Midnight, the wild cat, always seems to have the same, sort of squinting, piercing stare, no matter what his state. I have to judge him more by body language. He is much more docile/relaxed now than he was a year ago as the mutual trust develops between us. When he is up on the high cabinet in the garage - headbutts are in order!


----------



## tghsmith (Dec 9, 2010)

gorge carlin made the statement along the lines of that cats look at everything as if they are testing new eyes. Yeti eyes go from I'm cute and know it. I'm getting away with something, to don't look at me I didn't do it.


----------



## Straysmommy (Dec 23, 2010)

Goldtanker said:


> Midnight, the wild cat, always seems to have the same, sort of squinting, piercing stare, no matter what his state.

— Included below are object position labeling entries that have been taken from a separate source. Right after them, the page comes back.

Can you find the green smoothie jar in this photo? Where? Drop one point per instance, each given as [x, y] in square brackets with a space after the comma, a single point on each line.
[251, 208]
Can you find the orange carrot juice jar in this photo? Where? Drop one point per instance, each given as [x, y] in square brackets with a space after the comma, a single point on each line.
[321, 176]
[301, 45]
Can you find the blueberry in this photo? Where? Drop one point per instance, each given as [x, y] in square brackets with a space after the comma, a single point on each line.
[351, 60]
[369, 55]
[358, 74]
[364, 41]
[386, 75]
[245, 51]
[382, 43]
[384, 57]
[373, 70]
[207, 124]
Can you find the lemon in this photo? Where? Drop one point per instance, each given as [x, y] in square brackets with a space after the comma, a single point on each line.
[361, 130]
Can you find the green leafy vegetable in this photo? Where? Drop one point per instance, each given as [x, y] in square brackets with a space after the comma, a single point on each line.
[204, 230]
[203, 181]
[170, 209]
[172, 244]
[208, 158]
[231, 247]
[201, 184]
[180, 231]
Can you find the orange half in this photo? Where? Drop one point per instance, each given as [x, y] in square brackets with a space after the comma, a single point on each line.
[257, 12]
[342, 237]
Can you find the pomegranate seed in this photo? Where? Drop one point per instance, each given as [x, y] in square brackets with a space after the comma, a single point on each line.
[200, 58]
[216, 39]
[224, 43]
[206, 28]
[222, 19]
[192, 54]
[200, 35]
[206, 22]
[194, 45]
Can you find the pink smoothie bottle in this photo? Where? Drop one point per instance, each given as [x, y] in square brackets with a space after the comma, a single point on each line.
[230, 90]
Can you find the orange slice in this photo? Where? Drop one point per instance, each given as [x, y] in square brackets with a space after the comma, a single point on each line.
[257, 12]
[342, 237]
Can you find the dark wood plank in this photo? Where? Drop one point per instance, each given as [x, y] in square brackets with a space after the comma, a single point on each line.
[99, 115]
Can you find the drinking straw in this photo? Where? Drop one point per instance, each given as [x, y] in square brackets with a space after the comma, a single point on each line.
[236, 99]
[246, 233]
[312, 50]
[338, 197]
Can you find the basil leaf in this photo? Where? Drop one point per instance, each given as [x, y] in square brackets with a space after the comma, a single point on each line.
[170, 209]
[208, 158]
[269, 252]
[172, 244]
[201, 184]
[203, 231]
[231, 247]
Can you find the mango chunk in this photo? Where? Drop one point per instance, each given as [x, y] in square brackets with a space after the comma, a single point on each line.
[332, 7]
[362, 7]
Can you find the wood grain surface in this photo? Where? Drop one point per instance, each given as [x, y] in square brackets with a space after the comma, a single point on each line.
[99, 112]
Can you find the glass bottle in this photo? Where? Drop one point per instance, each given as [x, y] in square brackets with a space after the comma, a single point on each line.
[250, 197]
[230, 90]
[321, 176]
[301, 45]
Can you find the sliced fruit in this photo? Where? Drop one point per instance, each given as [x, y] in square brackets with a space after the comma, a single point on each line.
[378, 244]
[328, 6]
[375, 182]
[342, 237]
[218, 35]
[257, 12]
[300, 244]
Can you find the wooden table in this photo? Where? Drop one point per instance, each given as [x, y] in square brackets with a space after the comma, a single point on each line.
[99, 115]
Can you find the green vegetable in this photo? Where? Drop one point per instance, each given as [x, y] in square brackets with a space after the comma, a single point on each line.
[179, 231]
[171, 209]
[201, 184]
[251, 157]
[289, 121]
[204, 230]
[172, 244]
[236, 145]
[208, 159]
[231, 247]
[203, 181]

A la John Wayne, I imagine... 

Saltenyo, that "I know better than anyone else on here" expression your cat has in the photo you chose as your avatar, coupled with your big knowledge in raw diets is what made me think of you as "superior" when I first arrived here and hadn't seen your photo.


----------



## saitenyo (Nov 28, 2010)

Straysmommy said:


> A la John Wayne, I imagine...
> 
> Saltenyo, that "I know better than anyone else on here" expression your cat has in the photo you chose as your avatar, coupled with your big knowledge in raw diets is what made me think of you as "superior" when I first arrived here and hadn't seen your photo.


Haha, that's funny. XD I should change my avatar to a picture of Athena with her crossed eyes...then everyone will just think I'm a bit nutty!


----------



## Straysmommy (Dec 23, 2010)

LOL Yes! But you did look back then in your avatar like you were wrinkling your nose at my first awkward attempts at raw diet feeding LOL


----------



## RachandNito (Nov 21, 2008)

Many of Nito's eye expressions convey an attitude of "too cool for you". His different colored eyes sometimes reflect light in a very crazy way and make him look slightly insane :lol:


----------



## Straysmommy (Dec 23, 2010)

In the last photo he's saying: "You wish you had one of these, don't you? Now go turn green with envy of me, because I enjoy the scenery every day."


----------



## faithless (Dec 4, 2009)

I cant understand everything my gal expresses, but I certainly know different looks with her eyes, as well as most of her body language and quite a lot of her sounds.


----------



## Salemcat2 (Dec 28, 2010)

OMG saitenyo......those pics with those descriptions were so funny I laughed out loud so hard and often that it woke Dagny up from his nap!!! I REALLY have tears running down my face from laughing so hard! Thank you so much. That was a work of brilliance!!


----------



## Salemcat2 (Dec 28, 2010)

My Dagny's expressions are usually the look of superiority, as expressed in my avatar pic.


----------



## scottd (Jun 28, 2011)

Tina certainly makes faces to get what she wants.

She is also cross eyed!


----------